CF798E 题解
Solution
挺有意思的,我们不难想到,我们可以通过 \(a_{1,2,..,n}\) 建立起大小关系,为了方便,我们从小向大连,然后通过 topo 序来确定 \(p_{1,2,...,n}\)。连边的话显然有 \(\Theta(n^2)\) 的做法,即 \(x:1\to n\),每一次如果有 \(a_x\),那么 \([1,a_x)\) 中除了未被标记的点都连向 \(x\),\(x\) 连向 \(a_x\)。
我们定义 \(b_{a_x}=x\),那么注意到,如果我们每次能够快速找到未经过的反边,然后暴力删除,总复杂度就是对的,而我们注意到 \(x\) 会连出去的反边只有 \((x,b_x)\) 以及 \((x,i)\) 使得 \(1\le i<a_x\wedge b_i>x\) 的 \(i\),所以我们可以维护区间 \(b_{i}\) 最大值的位置,然后暴力删除就好了。
复杂度 \(\Theta(n\log n)\)。
Code
#include <bits/stdc++.h>
using namespace std;
#define Int register int
#define MAXN 500005
//char buf[1<<21],*p1=buf,*p2=buf;
//#define getchar() (p1==p2 && (p2=(p1=buf)+fread(buf,1,1<<21,stdin),p1==p2)?EOF:*p1++)

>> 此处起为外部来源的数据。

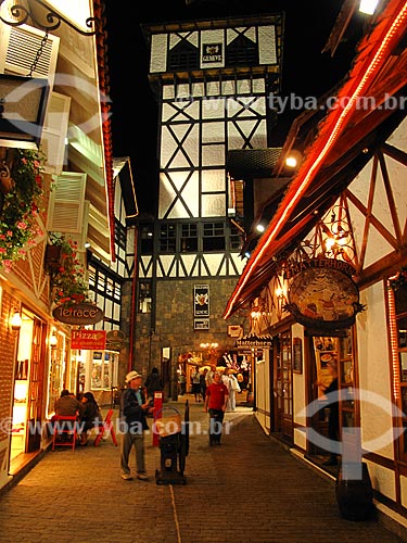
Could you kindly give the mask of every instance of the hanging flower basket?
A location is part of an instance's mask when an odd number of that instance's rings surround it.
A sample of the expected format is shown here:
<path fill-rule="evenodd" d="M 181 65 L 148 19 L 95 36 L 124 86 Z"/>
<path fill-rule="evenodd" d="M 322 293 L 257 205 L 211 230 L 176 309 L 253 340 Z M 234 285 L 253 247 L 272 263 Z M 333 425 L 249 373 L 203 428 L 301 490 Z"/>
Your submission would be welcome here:
<path fill-rule="evenodd" d="M 43 205 L 42 155 L 38 151 L 13 149 L 7 157 L 1 182 L 0 266 L 10 272 L 13 262 L 26 257 L 27 244 L 41 236 L 37 216 Z"/>
<path fill-rule="evenodd" d="M 86 269 L 77 257 L 77 243 L 62 233 L 51 233 L 47 247 L 51 296 L 55 304 L 89 302 Z"/>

template <typename T> void read (T &x){char c = getchar ();x = 0;int f = 1;while (c < '0' || c > '9') f = (c == '-' ? -1 : 1),c = getchar ();while (c >= '0' && c <= '9') x = x * 10 + c - '0',c = getchar ();x *= f;}
template <typename T,typename ... Args> void read (T &x,Args& ... args){read (x),read (args...);}
template <typename T> void write (T x){if (x < 0) x = -x,putchar ('-');if (x > 9) write (x / 10);putchar (x % 10 + '0');}
template <typename T> void chkmax (T &a,T b){a = max (a,b);}
int n,cnt,p[MAXN],a[MAXN],b[MAXN];
struct node{
int maxv,pos;
node operator + (const node &p)const{
if (maxv > p.maxv) return *this;
else return p;
}
};
struct Segment{
node sum[MAXN << 2];
void build (int x,int l,int r){
if (l == r) return sum[x] = node{b[l],l},void ();
int mid = l + r >> 1;
build (x << 1,l,mid),build (x << 1 | 1,mid + 1,r),sum[x] = sum[x << 1] + sum[x << 1 | 1];
}
node findit (int x,int l,int r,int ql,int qr){
if (l >= ql && r <= qr) return sum[x];
int mid = l + r >> 1;
if (qr <= mid) return findit (x << 1,l,mid,ql,qr);
else if (ql > mid) return findit (x << 1 | 1,mid + 1,r,ql,qr);
else return findit (x << 1,l,mid,ql,qr) + findit (x << 1 | 1,mid + 1,r,ql,qr);
}
void del (int x,int l,int r,int pos){
if (l == r) return b[l] = 0,sum[x] = node{0,l},void ();
int mid = l + r >> 1;
if (pos <= mid) del (x << 1,l,mid,pos);
else del (x << 1 | 1,mid + 1,r,pos);
sum[x] = sum[x << 1] + sum[x << 1 | 1];
}
}tree;
void dfs (int x){
int k = b[x];
tree.del (1,1,n,x);
if (k != n + 1 && b[k]) dfs (k);
while (1){
node it = tree.findit (1,1,n,1,a[x]);
if (it.maxv <= x) break;
dfs (it.pos);
}
p[x] = ++ cnt;
}
signed main(){
read (n);
for (Int i = 1;i <= n;++ i){
read (a[i]);
if (~a[i]) b[a[i]] = i;
else a[i] = n + 1;
}
for (Int i = 1;i <= n;++ i) if (!b[i]) b[i] = n + 1;
tree.build (1,1,n);
for (Int i = 1;i <= n;++ i) if (!p[i]) dfs (i);
for (Int i = 1;i <= n;++ i) write (p[i]),putchar (' ');putchar ('\n');
return 0;
}